Industry professionals who categorize Figma's 'Make Designs' AI and Anthropic's Claude Artifacts as direct competitors demonstrate a fundamental misunderstanding of modern software architecture. While generalist designers generate static vector approximations requiring manual translation, elite engineers bypass the canvas entirely to deploy executable, production-ready React components in real-time.
The release of Anthropic's Claude 3.5 Sonnet introduced Artifacts, a dedicated user interface window that compiles and renders code instantly. Conversely, Figma introduced 'Make Designs' at Config 2024, a tool designed to arrange pre-built components into visual mockups. The structural difference between these two approaches dictates the future economics of software development, separating legacy visual planning from native code execution.
The Architectural Divergence: Vectors Versus Executable DOM
Figma AI operates on a visual-first paradigm. The system utilizes OpenAI's GPT-4o and Amazon's Titan Image Generator G1 to interpret text prompts and assemble static vector graphics. This output requires a secondary, manual translation phase where developers convert vectors into functional Document Object Model (DOM) elements. The latency introduced by this handoff negates the primary speed advantages of artificial intelligence.
Claude Artifacts executes a code-first paradigm. The model generates raw React, Tailwind CSS, or HTML, rendering the output in an isolated iframe. The result is not a mockup; it is functional software. This eliminates the developer handoff phase entirely, collapsing the traditional design-to-engineering pipeline into a single prompt execution.
Figma AI Architecture
Claude Artifacts Architecture
The Apple Weather App Plagiarism Failure
The fragility of the visual-first AI approach became evident immediately following Figma's Config 2024 presentation. Shortly after the launch of 'Make Designs,' Andy Allen, founder of Not Boring Software, demonstrated that prompting the tool for a weather application consistently generated an exact replica of Apple's native iOS Weather app, as reported by The Guardian.

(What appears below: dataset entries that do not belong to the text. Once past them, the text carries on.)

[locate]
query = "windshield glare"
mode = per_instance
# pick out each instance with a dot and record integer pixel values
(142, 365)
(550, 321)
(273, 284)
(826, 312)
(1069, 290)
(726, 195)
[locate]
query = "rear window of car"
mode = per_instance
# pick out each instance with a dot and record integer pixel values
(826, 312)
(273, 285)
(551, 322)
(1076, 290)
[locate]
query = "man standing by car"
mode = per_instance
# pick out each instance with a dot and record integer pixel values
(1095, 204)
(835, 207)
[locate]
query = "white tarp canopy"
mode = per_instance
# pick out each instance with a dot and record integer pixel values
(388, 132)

Figma CEO Dylan Field disabled the feature, acknowledging that the underlying design systems commissioned for the tool were not properly vetted. Because Figma AI relies on assembling pre-existing components rather than generating novel code logic, the system is structurally vulnerable to direct visual plagiarism. Claude Artifacts avoids this specific liability by generating mathematical and logical code structures rather than retrieving pre-baked visual assets.

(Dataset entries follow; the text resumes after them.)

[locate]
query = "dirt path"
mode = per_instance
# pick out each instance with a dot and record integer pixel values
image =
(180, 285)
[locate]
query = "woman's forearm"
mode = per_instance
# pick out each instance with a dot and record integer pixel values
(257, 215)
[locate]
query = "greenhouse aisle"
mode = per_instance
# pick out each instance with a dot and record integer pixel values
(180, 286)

| System Metric | Anthropic Claude Artifacts | Figma AI (Make Designs) |
|---|---|---|
| Core Output Format | Executable Code (React, HTML, JS) | Static Vector Graphics |
| Underlying Engine | Claude 3.5 Sonnet | OpenAI GPT-4o & Amazon Titan |
| Developer Handoff Friction | Zero (Production-Ready) | High (Requires Manual Translation) |
| Regulatory / Plagiarism Risk | Low (Generative Logic) | Critical (Pulled for Apple Weather App Copy) |
The Economics of Disposable Software
The ability to generate functional code instantly introduces the concept of disposable software. When the marginal cost of creating a functional application drops to zero, enterprise teams no longer need to maintain massive, monolithic design systems for internal tools. This shift mirrors the infrastructure changes detailed in Why Upbound's Modelplane Just Killed Legacy AI Stacks, where legacy orchestration methods are replaced by real-time, automated execution.
As organizations evaluate The Structural Mechanics of Usage-Based AI SaaS Pricing: A Clinical Guide to Consumption Models, the financial burden of paying for separate design and development seats becomes difficult to justify. A single prompt in Claude generates the same end-product that previously required a designer, a front-end engineer, and a quality assurance tester.
Strategic Implications for Enterprise Stacks
The market dictates that tools generating intermediate assets will inevitably be replaced by tools generating final assets. Figma AI optimizes the creation of a blueprint, while Claude Artifacts constructs the building. For engineering teams focused on deployment velocity, the choice is strictly mathematical. Bypassing the vector graphics stage entirely removes a critical bottleneck, establishing code-generation models as the definitive standard for modern user interface development.